Gama cuma beroh-ria. Tapi Alana tahu kalau otak pria itu sedang berpikir untuk menanyakan hal lain. Bukan. Alana sama sekali gak bisa baca pikiran orang. Dia cuma terlalu sering mengamati ekspresi dan sikap seseorang. "Mau tanya apa lagi?" Tunggu, ini pasti bukan Alana. Ini pasti Alana yang lain. Karena Alana Greesa tidak mungkin secepat itu memberi reaksi. Biasanya dia akan terus mengamati sambil menunggu orang itu bicara lagi. Bodoh! Kamu ini kenapa, Al?

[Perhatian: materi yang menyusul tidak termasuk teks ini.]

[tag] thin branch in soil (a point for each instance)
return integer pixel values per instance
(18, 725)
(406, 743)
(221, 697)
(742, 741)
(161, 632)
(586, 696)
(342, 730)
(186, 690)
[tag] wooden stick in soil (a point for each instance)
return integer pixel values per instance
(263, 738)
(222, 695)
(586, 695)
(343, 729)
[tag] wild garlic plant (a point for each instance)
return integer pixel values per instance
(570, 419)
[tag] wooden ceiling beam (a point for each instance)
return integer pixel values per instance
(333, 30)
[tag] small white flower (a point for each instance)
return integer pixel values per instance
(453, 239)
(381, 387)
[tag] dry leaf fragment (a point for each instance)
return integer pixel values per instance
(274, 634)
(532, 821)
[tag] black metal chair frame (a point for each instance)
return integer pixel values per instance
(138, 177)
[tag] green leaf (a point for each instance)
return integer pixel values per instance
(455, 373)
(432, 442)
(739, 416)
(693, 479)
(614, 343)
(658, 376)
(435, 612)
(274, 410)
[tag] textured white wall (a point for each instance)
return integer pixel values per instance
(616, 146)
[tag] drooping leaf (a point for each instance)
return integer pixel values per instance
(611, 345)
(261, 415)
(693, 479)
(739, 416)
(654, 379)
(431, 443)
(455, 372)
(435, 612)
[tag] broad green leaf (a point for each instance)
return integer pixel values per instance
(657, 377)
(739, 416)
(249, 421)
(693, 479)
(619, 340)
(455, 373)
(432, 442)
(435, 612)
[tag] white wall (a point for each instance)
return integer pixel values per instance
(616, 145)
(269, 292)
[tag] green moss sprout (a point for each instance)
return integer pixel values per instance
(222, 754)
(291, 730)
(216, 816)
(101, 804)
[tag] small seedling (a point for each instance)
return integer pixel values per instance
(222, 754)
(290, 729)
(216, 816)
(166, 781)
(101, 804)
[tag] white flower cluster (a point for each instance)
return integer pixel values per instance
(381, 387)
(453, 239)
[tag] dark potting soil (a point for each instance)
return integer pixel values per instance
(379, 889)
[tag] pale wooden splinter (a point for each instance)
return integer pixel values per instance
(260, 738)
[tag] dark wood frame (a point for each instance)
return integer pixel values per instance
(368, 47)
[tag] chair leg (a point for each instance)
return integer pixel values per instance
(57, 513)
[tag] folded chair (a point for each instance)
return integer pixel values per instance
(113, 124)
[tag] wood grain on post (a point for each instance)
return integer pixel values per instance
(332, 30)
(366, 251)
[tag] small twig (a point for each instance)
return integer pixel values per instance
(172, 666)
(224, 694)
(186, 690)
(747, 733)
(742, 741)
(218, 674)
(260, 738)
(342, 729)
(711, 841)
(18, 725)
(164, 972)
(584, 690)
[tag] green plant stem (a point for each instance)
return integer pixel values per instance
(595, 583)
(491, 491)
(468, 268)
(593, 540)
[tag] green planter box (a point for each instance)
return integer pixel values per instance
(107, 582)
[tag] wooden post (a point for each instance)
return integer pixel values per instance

Pasti ada yang salah. Alana mengambil lagi cangkir kopinya yang sudah dingin. Gila. Padahal baru beberapa menit lalu dia pesan kopi panas ini. Kenapa sudah dingin begini? Oh, pasti karena cuaca dan ac di ruangan ini. Ya, Alana yakin karena itu. Bukan karena dia berbincang sama Gama dan waktu seolah jadi bergulir lebih cepat.

Alana, sadar! Kamu itu cuma cewek yang bakal mati besok sore!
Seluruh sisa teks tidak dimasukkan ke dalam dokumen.